To calculate standard deviation, find the mean of your dataset, subtract the mean from each value and square the result, average those squared differences, then take the square root. That four-step process gives you a single number that measures how spread out your data is from the center.
Standard deviation is one of the most used statistics in science, finance, and research — and one of the most misunderstood. A standard deviation of 3 on a test tells you something very different from a standard deviation of 3 on a national income dataset.
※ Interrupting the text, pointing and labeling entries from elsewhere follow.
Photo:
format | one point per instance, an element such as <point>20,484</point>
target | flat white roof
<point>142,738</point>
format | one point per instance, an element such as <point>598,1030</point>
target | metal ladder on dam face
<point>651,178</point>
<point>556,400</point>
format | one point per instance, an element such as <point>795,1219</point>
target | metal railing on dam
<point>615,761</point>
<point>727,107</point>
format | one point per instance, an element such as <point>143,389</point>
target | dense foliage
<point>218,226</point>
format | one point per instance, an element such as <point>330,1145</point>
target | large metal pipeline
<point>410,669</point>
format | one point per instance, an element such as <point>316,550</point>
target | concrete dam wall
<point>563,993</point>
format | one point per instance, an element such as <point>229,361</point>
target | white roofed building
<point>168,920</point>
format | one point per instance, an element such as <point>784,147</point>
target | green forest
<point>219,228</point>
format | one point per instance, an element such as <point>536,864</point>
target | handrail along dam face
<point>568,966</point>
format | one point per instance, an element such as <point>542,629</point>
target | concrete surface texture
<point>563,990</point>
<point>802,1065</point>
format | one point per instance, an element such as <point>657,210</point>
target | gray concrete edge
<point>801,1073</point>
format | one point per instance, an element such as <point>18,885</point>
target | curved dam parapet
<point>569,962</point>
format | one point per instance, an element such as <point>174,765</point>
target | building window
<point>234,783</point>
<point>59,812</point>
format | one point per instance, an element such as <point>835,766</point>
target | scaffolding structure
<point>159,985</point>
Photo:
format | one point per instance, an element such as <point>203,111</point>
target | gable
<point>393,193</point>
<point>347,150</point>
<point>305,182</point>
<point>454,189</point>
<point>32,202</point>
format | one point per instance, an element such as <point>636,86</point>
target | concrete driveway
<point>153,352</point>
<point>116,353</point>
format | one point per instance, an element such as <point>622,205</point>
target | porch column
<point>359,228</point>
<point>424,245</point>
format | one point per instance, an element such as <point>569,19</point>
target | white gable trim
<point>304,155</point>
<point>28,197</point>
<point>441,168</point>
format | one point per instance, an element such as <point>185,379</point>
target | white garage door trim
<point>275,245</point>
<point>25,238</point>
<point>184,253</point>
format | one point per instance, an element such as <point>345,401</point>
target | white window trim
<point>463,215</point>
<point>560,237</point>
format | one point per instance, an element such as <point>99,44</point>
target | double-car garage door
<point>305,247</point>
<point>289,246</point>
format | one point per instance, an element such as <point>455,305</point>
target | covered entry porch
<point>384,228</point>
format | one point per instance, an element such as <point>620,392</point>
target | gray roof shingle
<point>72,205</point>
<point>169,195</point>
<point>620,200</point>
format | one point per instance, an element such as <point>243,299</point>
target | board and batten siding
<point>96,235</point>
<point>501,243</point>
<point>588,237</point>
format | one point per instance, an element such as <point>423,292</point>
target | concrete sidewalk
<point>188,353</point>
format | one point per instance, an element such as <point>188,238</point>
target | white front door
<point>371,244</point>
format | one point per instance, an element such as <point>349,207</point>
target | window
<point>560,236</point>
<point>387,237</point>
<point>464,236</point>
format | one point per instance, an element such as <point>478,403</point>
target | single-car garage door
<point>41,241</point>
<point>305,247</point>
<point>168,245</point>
The number only makes sense in context, which is why understanding how to calculate standard deviation from scratch is more useful than just reading the output from software.
Use the free Standard Deviation Calculator at RoughTools to calculate standard deviation instantly for any dataset — or follow the step-by-step method below.
The Standard Deviation Formula
There are two versions: one for a full population and one for a sample drawn from a larger group. The sample formula is more commonly used in practice.
Population standard deviation (σ):
σ = √( Σ(xi − μ)² / N )
Sample standard deviation (s):
s = √( Σ(xi − x̄)² / (n − 1) )
Where:
- xi — each individual value in the dataset
- μ — the population mean (average of all values)
- x̄ — the sample mean
- N — total number of values in the population
- n — number of values in the sample
- n − 1 — Bessel's correction, which adjusts for the fact that a sample tends to underestimate population spread
- Σ — "sum of" (add up all the terms)
Worked example: 5 weekly grocery bills
A household tracks their grocery spending for five weeks: $147, $163, $129, $178, $154. These five weeks are a sample, so use the sample formula.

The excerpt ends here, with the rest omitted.